Julien Aklei is a singer-songwriter whose music covers such universal themes as wanting to make love, to be or not to be, and the possibility of life on other planets. She performs around Kentucky and records music daily from the sparkling, all-white beauty of her living room. She believes that colors are the “Original Friends” created by the Goddess on the first day of creations, and that Music, whose scales contain every one of these shimmering rainbow notes, is therefore capable of healing and harmonizing all things. Not to mention that it is uplifting and encourages people to make love, to themselves or other beings (including plants). If her music were to be placed in a musical tradition, it would be the tradition of the Lonely Orphic Fool, playing into the microphone of a reflective pool. She is signed to Kentucky Records, and believes that each being should make love to every other being and that one special song will result from each union.

The A&R Awards (Best Discoveries)

Through it all, of course, I did unearth some great new music from the pile, which I pull out whenever my office mate’s not digging the Fiona Apple Pandora station. Because this column is already well over 2,000 words, I’m not going to spend more than 10 words on any of them. But if you come across ’em in the bargain bin, don’t hesitate.

Arms & Sleepers – Black Paris 86

These moody electronic workouts will please Boards of Canada fans.

The Comas – Spells

Just check out the PopMatters review.

Cave – Hunt Like Devil/JAMZ EP

Drugs may help you enjoy these experimental psychedelic rockers.

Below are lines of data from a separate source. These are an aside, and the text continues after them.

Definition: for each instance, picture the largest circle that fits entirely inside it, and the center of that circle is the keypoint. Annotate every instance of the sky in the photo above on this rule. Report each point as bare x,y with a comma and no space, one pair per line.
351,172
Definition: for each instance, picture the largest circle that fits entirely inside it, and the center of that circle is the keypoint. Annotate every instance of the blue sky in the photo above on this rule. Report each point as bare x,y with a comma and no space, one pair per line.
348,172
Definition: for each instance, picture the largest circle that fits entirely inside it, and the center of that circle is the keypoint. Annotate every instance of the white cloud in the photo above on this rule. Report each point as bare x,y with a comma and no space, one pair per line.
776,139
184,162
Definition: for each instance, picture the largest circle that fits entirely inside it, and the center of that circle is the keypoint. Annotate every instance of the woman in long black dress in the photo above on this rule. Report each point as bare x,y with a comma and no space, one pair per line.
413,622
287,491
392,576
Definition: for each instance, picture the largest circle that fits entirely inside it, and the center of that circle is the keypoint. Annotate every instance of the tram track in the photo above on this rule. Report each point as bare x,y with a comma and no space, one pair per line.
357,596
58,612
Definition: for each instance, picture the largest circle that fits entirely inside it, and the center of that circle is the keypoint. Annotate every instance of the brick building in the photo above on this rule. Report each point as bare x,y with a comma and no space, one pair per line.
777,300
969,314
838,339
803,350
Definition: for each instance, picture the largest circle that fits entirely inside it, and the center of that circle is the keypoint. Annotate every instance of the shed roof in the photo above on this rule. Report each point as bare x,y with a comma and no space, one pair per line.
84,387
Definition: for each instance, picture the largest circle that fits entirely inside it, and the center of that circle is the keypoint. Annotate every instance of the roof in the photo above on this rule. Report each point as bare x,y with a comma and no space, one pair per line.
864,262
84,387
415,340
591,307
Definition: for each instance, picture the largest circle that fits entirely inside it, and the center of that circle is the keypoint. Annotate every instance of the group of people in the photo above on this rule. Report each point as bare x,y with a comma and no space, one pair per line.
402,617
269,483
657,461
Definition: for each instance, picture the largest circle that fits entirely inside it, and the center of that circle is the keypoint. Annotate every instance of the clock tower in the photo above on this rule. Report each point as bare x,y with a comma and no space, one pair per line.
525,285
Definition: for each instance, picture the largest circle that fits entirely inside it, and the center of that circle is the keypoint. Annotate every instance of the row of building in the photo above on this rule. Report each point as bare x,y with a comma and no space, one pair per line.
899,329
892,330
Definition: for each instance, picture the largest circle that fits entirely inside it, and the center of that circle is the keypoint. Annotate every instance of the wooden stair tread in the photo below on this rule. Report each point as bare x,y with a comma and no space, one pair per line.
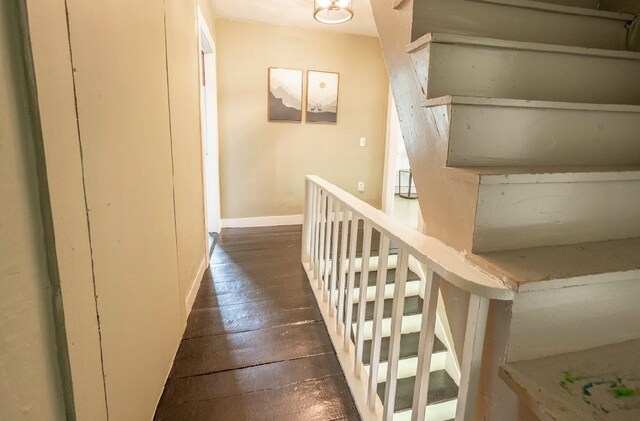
569,10
391,277
594,384
525,103
412,305
540,268
409,344
518,45
442,388
553,174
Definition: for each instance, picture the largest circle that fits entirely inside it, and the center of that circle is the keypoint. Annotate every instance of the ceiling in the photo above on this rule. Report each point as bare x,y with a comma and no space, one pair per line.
296,13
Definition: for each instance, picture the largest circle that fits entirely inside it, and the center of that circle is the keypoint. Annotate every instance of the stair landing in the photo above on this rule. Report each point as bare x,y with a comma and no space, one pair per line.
596,384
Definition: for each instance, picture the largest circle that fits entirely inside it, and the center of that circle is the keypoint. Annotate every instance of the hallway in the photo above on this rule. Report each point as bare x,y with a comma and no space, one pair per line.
255,346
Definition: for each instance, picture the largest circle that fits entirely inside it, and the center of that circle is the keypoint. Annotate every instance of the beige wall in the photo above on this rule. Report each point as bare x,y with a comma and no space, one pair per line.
134,154
30,387
263,164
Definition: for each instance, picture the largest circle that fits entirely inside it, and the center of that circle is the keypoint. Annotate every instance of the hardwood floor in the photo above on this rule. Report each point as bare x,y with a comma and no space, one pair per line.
255,346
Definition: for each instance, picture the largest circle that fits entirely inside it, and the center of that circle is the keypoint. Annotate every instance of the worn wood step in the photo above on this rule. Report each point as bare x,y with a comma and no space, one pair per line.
514,132
550,206
484,67
521,21
593,384
442,388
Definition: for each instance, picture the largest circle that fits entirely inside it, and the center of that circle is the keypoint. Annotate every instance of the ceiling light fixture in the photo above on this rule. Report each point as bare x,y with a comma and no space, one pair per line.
333,11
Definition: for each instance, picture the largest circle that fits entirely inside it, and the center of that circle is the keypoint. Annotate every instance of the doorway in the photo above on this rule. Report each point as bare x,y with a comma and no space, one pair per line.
209,123
399,193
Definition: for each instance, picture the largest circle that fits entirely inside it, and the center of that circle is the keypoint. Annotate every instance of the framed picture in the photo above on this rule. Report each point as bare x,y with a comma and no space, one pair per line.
285,94
322,97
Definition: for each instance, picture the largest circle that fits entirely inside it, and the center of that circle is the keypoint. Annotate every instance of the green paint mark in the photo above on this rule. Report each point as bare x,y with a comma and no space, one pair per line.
622,392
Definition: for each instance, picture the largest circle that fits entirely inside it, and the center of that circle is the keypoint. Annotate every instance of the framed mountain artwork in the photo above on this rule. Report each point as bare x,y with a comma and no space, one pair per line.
322,97
285,94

Do these discoveries make all the effort worth it? Once you find them, sure. You just have to believe that you are going to stumble onto something good. Deep down, I’m still that 17-year-old kid that can’t believe he’s getting sent free CDs. It’s hard to imagine that I’m not just being sent the crap that doesn’t have a hope of selling. But if I hope to continue getting these gifts (if all the bands that send me them haven’t already decided to cut me off for being an ungrateful bastard), I’ll have to get over that. I need to rediscover my passion for discovering new music, even if it means digging through another huge batch of free tunes. I know, I know; it’s a rough gig.